Quand on fait le match que l’on fait contre Pau la semaine dernière (25-25), j’ai pas l’impression que l’on soit à des années lumières de ce que font les Palois avec 10 millions de plus que nous, avec 3 ou 4 All Blacks dans leur équipe…

On continue, et on ne lâche pas, jusqu’au jour où on nous enlève les clés du camion et on nous dit c’est plus toi qui conduit. Pour l’instant je les ais, mon permis est valide et je vais jusqu’au bout

Francis Salagoïty (à gauche) aux côtés du directeur sportif Nicolas Morlaes (au centre) et de Christian Devèze, président du directoire, lors de la présentation du projet 2016-17 de l'Aviron Bayonnais
Francis Salagoïty (à gauche) aux côtés du directeur sportif Nicolas Morlaes (au centre) et de Christian Devèze, président du directoire, lors de la présentation du projet 2016-17 de l'Aviron Bayonnais © Radio France - Thibault Vincent

Vous nous disiez il n’y a pas longtemps « on va repartir avec les mêmes », est-ce que c’est toujours votre conviction après ce match ?

Je connais mes joueurs. Je connais à peu près ceux qui resteront. J’aimerai connaître (le sort de) ceux dont j’aimerai qu’ils restent, il y en a beaucoup que j’aimerai garder mais ça ne dépend plus de moi, c’est un aspect financier, contractuel que ça vienne du joueur ou du club.

"Avec ce groupe je sais quel rôle on pourra jouer en Pro D2"

Il y a des négociations qui vont commencer et ce n’est pas moi qui négocie les contrats des joueurs, ce n’est pas mon rôle et je n’en veux pas.

Mais vous êtes toujours persuadé que vous pouvez avancer avec ce groupe là...

Avec le groupe qu’il y a là, je sais très bien quel rôle on pourra jouer sur la Pro D2. Je sais très bien ce que j’ai fait l’an dernier – je dis ce que j’ai fait parce que cette année je prends tout sur la gueule, donc l’an dernier je vais le prendre aussi pour moi – avec un staff jeune (Dewald Sénékal et Simone Santa Maria ses adjoints, ndlr) qui n’avait jamais entraîné à ce niveau-là.

"Les entraineurs ont été des kleenex dans ce club"

L’an dernier ça a été de l’euphorie, ça a été un coup de chance, là cette année c’est ou de l’incapacité ou de la malchance, il y a un peu de faiblesse de notre part cette année.

On va construire. Je connais les joueurs, je connais ce club, je sais nos manques, à tous les niveaux : au niveau de la formation, au niveau de l’environnement… Les entraineurs ont été des kleenex beaucoup dans ce club, on les a utilisés et jetés à tort ou à raison.

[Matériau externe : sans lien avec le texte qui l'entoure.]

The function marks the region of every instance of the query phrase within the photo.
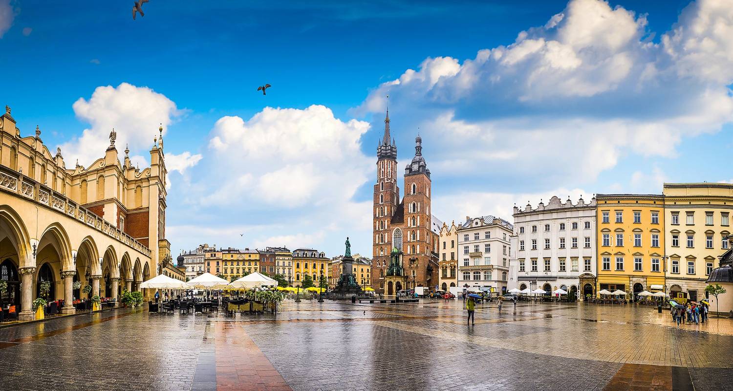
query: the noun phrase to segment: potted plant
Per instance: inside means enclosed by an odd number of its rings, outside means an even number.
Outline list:
[[[92,311],[99,311],[101,307],[102,299],[99,297],[99,295],[95,295],[92,296]]]
[[[40,297],[33,301],[33,310],[36,313],[37,321],[44,318],[43,309],[45,308],[45,299]]]

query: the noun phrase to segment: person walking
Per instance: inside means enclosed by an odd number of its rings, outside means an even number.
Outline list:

Moi on m’utilise et on me jettera à tort ou à raison, par contre tant que je suis aux commandes, tant que j’ai les clés du camion, je ne lâcherai pas. Je sais ce que j’aimerai faire avec cette équipe. Il y a des choix sportifs que je tiendrai et je garderai mon cap, et après il y a des choix extra sportifs et ceux-là je ne les maitrise pas. Je fais confiance aux gens qui décident.

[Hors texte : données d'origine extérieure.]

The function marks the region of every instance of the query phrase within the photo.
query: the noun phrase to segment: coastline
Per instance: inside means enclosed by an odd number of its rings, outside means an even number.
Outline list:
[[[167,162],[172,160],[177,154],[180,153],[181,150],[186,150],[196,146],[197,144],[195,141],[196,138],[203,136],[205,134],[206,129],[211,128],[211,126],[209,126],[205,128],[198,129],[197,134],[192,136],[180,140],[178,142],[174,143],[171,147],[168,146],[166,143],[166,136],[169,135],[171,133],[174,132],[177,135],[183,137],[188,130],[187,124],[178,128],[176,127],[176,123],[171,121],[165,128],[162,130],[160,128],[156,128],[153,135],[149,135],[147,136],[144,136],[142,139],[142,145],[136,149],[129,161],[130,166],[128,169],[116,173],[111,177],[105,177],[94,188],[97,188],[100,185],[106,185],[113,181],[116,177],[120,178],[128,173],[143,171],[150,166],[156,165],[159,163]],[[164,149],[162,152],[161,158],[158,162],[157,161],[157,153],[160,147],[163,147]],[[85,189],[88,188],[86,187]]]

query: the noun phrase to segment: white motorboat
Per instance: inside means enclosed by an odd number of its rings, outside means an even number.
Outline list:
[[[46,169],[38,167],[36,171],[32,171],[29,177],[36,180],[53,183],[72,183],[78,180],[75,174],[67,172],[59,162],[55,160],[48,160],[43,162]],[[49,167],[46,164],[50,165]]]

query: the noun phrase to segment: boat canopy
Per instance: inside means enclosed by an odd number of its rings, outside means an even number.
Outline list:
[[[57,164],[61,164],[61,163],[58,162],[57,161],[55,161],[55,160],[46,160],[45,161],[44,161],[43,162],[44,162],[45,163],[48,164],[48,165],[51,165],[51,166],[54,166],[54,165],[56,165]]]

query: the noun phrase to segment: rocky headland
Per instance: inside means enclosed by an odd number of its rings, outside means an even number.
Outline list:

Une réflexion sur le renforcement du staff ?

Vous aimeriez repartir avec le même staff également ?

Oui

Vous ne voulez pas le renforcer, avec de l’expérience ?

Ca on va y réfléchir. Je vais y réfléchir, parce que si on veut renforcer le staff sportif, bien sûr que je déciderai, et on acceptera ou non mes conditions. Je sais comment je veux travailler.

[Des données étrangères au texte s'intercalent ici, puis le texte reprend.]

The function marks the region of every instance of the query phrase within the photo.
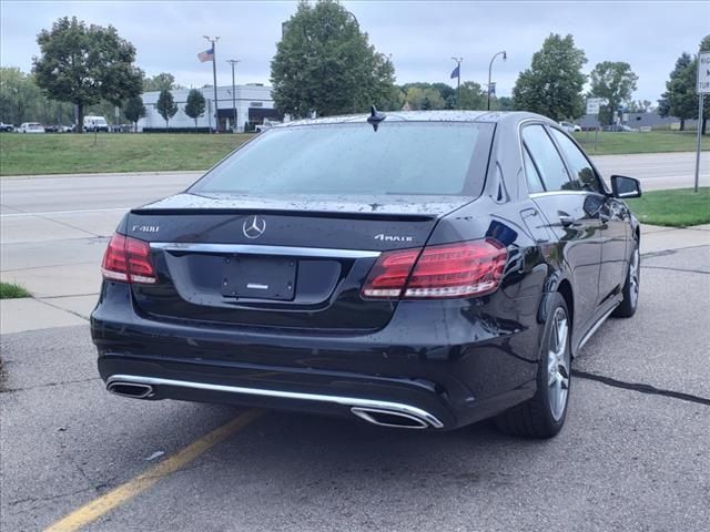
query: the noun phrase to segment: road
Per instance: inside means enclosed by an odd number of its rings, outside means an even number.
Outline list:
[[[605,155],[595,157],[606,177],[636,176],[643,190],[691,186],[692,153]],[[168,196],[201,173],[99,174],[0,180],[0,274],[18,282],[39,301],[79,315],[90,314],[100,285],[98,264],[106,237],[131,207]],[[710,185],[710,152],[702,154],[702,184]],[[24,311],[51,319],[55,313],[38,300]],[[16,330],[0,317],[2,330]],[[17,330],[26,327],[19,324]]]
[[[643,171],[647,190],[691,178],[683,155],[598,163]],[[710,228],[645,228],[639,311],[605,324],[576,360],[555,440],[487,422],[418,433],[283,412],[246,419],[109,396],[97,376],[87,317],[108,236],[128,207],[194,178],[0,181],[1,276],[36,296],[1,304],[0,530],[65,515],[109,532],[707,530]]]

J’ai connu des staffs, et je vois des staffs avec beaucoup de monde, avec beaucoup de compétences, qui ne fonctionnent pas forcément très bien. Il y a un équilibre à trouver. Quand je dis que je déciderai, bien sûr que je donnerai mon avis et c’est Francis (Salagoïty) et Christian Devèze, les présidents, qui décident.